The book is not that long.  168 pages of actual reading.  I read the book in one day.  The stories are truly incredible.  It is also interesting to read how both Johnson and Clark got started in a healing ministry.  Johnson was raised in the Pentecostal movement so he was always familiar with the teaching of divine healing and praying for the sick according to James 5:13-15.  Johnson does take a swipe at Pentecostals in a way by pointing out that while they believed in divine healing and did pray for the sick, no one ever got healed as far as he can remember.  It was just a tradition that they seemed to follow but never saw actual healings from.

Clark’s adventure into a healing ministry is a bit more unusual.  Clark was pastoring a traditional Baptist church that slowly turned toward the charismatic movement after Clark begin to listen to Vineyard teacher, the late John Wimber.  Clark begin to push his Baptist church toward praying for the sick and actually believing God would do miracles if they had faith according to Mark 11:22-24.  Clark said that soon their Baptist church was jumping and he even begin to invite men such as John Wimber to come and preach to their church about healing and signs and wonders.  I enjoyed Clark’s story because he came out of a non-Pentecostal background and begin to pray for healings.

The problems I have with the book are many.  First, there are only 3 passages of Scripture that are even referenced in 168 pages. Did you read that and catch that?  Here is a book that seeks to build faith in the people reading the book to begin to pursue God for divine healings and miracles yet only three passages from the Bible are even referenced and those only in passing.  None of the three passages are even exegeted.  How can Bible teachers or prophets or healers claim to be speaking for God and seeking to build people’s faith in God yet not deal with the Scriptures?  Romans 10:17 says that the Word of God builds our faith but we don’t find much focus on the Word of God in this book at all.
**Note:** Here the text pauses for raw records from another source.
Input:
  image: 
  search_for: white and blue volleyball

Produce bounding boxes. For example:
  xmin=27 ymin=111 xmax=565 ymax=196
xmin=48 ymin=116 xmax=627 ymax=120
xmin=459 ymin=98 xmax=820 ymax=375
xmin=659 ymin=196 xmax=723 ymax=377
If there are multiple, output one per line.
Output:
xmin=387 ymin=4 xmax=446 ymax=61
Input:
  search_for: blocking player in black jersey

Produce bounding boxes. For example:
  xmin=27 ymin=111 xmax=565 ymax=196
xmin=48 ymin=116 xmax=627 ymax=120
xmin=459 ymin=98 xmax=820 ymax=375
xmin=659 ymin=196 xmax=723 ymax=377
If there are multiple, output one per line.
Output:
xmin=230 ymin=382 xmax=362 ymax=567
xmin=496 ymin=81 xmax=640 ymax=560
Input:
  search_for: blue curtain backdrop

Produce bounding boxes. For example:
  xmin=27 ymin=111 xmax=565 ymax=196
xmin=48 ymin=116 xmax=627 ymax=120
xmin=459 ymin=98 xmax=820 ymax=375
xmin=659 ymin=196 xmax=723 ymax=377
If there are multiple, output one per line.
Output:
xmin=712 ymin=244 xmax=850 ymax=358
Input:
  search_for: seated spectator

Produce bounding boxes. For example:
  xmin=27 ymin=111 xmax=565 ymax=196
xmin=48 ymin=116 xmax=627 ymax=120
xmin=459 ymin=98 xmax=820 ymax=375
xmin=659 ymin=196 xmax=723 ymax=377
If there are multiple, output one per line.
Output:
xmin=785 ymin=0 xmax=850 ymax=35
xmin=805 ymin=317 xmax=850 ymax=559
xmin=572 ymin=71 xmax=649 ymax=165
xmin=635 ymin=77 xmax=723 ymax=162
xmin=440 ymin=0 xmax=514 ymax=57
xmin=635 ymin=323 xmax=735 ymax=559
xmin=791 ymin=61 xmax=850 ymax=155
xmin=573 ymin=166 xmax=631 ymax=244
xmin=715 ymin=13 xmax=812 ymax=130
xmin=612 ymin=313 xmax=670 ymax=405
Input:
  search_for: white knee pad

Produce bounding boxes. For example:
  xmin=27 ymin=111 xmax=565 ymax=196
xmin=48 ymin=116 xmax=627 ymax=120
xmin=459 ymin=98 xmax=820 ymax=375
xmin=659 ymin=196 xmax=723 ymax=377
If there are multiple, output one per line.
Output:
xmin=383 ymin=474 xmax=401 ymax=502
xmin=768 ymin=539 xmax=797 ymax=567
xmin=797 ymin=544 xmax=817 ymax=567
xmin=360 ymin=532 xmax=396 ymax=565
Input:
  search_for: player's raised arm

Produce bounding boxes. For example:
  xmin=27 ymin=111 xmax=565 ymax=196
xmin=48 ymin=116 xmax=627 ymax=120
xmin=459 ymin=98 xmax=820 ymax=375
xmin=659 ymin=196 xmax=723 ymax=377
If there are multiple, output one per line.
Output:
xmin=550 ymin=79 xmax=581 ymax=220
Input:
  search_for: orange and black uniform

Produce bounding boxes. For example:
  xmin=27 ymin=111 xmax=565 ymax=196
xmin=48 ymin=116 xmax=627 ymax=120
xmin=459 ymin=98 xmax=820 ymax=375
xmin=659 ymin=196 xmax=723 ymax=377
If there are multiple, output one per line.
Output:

Secondly, the stories, while incredible, are simply told and we are to just believe them.  In some cases they will even say that a doctor checked out the healed person and verified the healing but nothing is given as proof.  The Bible, on the other hand, is a book that can be tested (2 Peter 1:16-21).  The Bible doesn’t tell us to trust God blindly.  It gives us proofs in the Bible that show us that God is truthful in what He has said (John 17:17).  I don’t doubt that I too have told stories and not given any proof for my story and simply expect people to believe me but in this case, Johnson and Clark are sending this book out to millions of people with only their view of the healings as proof.

Lastly, I found that the book really didn’t do a good job of focusing on Jesus.  The Apostles in the book of Acts always focused on Jesus as the Savior, Lord, and Healer (Acts 3:26).  In fact, Peter (Acts 4:8-9) and Paul (Acts 14:14-18) both clearly told people to look to Jesus and not to them.  The focus of healings, signs and wonders is always to point to the Savior (Mark 16:20; Hebrews 2:4).  In Acts 14:3 we read, “So they remained for a long time, speaking boldly for the Lord, who bore witness to the word of his grace, granting signs and wonders to be done by their hands.” But the focus was entirely upon Jesus Christ and His gospel.  Mankind’s greatest need is not healing of our bodies but our sins forgiven through Christ (Luke 24:47).  This should be our aim: to exalt Jesus Christ so that all may be saved through faith in Him (John 6:37; 2 Peter 3:9).

Overall I do not recommend this book for those interested in divine healing.  A couple of books to look at about healing would be Jack Deere’s Surprised by the Power of the Spirit

Here is the book

and Richard Mayhue’s The Healing Promise.  I strongly recommend Mayhue’s book.